I have often been asked by puzzled friends, well-wishers, and even acquaintances to articulate my admiration for Nolan in recognisable terms that can be dissected and more importantly, calculated. But our response to art is rarely that black and white. In all these years, what I have loved about Nolan’s films is how they marry the sensibilities and creativity of independent cinema with the appearance of a tentpole, blockbuster motion picture event. Nolan is arguably, the most humane filmmaker I know: The way his films meditate on the nature of time, memories, dreams, and hope isn’t just affecting but it also pushed me to dive deeper to learn more about the human psyche. Art is after all, our gateways to empathy, and for me Nolan’s films acted as much as a window to the lives of others as it was a mirror to my own.
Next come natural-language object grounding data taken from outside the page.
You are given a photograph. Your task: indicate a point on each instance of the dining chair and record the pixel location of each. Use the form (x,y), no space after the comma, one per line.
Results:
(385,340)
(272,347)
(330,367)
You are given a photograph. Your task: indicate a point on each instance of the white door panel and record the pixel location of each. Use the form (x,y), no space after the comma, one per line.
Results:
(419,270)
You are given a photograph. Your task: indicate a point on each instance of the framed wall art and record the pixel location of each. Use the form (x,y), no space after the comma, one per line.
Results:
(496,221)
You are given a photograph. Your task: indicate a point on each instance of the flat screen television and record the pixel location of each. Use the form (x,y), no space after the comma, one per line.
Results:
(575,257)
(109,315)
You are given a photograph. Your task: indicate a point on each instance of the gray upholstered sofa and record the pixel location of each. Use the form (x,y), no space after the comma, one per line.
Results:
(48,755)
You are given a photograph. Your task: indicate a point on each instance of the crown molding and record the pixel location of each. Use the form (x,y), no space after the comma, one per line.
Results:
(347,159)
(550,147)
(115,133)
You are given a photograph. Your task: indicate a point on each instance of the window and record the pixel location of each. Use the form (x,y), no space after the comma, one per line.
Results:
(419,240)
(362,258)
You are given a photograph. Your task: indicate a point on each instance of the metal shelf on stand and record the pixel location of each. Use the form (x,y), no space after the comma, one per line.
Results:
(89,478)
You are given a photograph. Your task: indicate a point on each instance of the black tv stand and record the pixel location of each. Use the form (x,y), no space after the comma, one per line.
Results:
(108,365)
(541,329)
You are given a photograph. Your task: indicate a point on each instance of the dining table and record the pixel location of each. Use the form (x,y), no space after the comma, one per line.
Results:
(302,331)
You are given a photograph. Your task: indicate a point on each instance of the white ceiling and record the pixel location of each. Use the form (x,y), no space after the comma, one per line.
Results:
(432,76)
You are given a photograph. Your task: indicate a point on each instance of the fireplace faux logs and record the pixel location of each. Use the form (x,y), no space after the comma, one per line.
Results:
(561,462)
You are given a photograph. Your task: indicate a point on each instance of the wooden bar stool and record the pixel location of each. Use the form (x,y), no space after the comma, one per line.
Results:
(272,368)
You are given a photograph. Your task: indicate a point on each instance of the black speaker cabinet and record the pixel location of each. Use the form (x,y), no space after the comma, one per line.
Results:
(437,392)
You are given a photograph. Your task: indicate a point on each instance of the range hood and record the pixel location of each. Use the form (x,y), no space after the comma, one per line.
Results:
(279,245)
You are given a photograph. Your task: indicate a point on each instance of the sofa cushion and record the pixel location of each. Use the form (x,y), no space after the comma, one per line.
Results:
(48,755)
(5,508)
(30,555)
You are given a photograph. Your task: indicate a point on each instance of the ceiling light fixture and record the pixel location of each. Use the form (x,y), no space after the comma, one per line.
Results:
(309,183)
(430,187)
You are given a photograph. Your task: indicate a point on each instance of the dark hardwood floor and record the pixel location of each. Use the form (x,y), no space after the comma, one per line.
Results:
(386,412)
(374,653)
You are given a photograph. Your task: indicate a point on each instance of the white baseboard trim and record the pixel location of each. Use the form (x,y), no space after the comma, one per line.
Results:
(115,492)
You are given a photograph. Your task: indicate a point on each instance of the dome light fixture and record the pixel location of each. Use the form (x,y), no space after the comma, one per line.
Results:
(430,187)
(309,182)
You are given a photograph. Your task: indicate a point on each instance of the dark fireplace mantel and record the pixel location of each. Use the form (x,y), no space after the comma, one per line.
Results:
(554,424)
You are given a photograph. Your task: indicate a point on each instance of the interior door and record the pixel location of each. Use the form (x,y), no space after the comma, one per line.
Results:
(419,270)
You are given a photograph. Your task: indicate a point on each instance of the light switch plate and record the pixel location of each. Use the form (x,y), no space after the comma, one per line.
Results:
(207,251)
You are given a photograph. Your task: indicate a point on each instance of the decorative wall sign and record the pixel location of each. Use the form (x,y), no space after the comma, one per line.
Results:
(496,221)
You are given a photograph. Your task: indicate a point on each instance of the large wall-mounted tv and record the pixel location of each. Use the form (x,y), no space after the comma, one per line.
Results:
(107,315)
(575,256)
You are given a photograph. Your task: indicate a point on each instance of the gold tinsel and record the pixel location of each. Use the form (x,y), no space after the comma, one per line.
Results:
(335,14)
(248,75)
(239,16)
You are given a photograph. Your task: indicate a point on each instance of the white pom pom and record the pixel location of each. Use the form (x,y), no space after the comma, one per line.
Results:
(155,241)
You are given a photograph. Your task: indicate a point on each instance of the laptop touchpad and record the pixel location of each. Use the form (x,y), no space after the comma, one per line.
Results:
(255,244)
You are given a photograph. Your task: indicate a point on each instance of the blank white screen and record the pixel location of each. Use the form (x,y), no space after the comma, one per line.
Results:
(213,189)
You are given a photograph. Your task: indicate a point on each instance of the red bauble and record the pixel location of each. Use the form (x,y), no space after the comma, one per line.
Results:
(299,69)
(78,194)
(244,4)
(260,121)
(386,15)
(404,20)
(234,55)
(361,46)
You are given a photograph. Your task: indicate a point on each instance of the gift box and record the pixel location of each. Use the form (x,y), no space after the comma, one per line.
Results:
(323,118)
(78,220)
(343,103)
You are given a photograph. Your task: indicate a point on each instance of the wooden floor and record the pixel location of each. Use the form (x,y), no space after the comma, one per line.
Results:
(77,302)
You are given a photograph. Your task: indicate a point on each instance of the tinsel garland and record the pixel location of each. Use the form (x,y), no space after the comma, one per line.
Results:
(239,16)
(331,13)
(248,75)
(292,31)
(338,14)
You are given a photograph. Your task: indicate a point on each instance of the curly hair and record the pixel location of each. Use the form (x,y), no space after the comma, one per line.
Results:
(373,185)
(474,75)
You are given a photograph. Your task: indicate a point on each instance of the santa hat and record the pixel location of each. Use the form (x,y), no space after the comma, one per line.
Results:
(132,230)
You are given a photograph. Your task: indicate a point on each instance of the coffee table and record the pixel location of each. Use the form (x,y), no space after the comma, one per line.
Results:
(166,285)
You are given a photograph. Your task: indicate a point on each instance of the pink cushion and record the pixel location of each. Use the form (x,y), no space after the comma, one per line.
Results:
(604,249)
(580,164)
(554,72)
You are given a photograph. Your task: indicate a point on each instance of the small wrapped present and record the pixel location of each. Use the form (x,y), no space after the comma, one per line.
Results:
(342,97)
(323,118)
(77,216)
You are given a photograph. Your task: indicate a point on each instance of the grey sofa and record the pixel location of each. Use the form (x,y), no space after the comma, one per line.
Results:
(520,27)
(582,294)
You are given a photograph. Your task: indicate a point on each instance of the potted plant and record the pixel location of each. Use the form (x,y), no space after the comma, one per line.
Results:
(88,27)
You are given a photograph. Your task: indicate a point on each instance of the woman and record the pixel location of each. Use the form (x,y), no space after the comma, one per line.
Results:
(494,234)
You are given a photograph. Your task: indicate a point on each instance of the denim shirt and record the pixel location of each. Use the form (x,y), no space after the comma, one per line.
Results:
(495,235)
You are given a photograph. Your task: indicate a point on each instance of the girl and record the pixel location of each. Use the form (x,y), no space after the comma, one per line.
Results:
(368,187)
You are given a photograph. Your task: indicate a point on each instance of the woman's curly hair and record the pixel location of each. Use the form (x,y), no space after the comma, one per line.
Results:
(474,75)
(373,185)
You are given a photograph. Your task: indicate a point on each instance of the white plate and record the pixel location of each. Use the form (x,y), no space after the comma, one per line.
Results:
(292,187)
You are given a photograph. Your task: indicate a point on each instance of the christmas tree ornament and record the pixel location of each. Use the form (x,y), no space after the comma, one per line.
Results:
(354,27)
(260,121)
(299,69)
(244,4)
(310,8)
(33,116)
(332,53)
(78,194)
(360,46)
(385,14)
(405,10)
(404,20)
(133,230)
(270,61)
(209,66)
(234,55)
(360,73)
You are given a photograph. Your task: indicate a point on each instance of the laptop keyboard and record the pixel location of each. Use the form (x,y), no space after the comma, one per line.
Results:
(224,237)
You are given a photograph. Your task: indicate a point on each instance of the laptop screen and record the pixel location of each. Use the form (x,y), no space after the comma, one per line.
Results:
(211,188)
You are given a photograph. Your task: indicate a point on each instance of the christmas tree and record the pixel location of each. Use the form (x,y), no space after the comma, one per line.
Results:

So last year, when Nolan visited India for an event dedicated to film preservation, I found myself in the audience. There were countless fans like me surrounding him, desperate to get his attention. In those celebratory moments, I saw myself as a part of a common feeling that tied every person present inside those auditoriums as one. Even though I got to ask him a question, I didn’t get to meet Nolan. Not the way I had imagined, returning home with the posters of his film and the disc of his first film, unsigned.
It’s funny how I’d always dreamt about meeting my idol, but I’d never really thought about what I’d actually say when I really did.
It’s been two years since that encounter. I live in Mumbai now, the same city where he is currently shooting Tenet, his next film with Robert Pattinson, Dimple Kapadia, and John David Washington. And there was no way I’d let this opportunity pass. But what if I am met with disappointment again? I was reluctant until a friend convinced me that it was probably my only chance to have my personalised Nolan moment. I clung to the idea like a hopeless addict.
So last Saturday, we travelled to Colaba to watch the shoot. As we got off the taxi in front of Regal cinema while being semi-engrossed in banal banter, I glanced across and saw a man in a blue shirt and black trousers walking toward us from across the street. It took me not more than a fraction of a second to realise that this man is no one but Nolan himself.
Not wasting a second, we approached him. I fumbled when I tried requesting him for a picture but somehow managed to catch his attention. Nolan, the man who meant so much to my life, stopped in front of me and asked “Yes?” I froze. It’s funny how I’d always dreamt about meeting my idol, but I’d never really thought about what I’d actually say when I really did. I guess, I’d assumed that meeting Nolan would always remain outside my reach. But here I was.
In the next few seconds, I gathered myself and introduced myself to him. I told him how much I have admired his work and how I have travelled thousands of kilometres to see his films in the format he intended them to be seen. I spoke and he listened earnestly. And then when we were talking about whether there were any working film projectors in the country, he caught me off-guard by asking, “Would you like to take a photograph?” That moment felt surreal.
As I was trying to process this miracle, I realised that we were standing opposite Regal, an age-old cinema hall that is in danger of being demolished. It’s perhaps fitting that it is in this backdrop that I talked to Nolan about preserving the traditions of cinema. When I think about it, the strangest thing is that now that this dream of mine is real, the memories of this reality feels like a dream again. I guess I should spin my totem, just to be sure.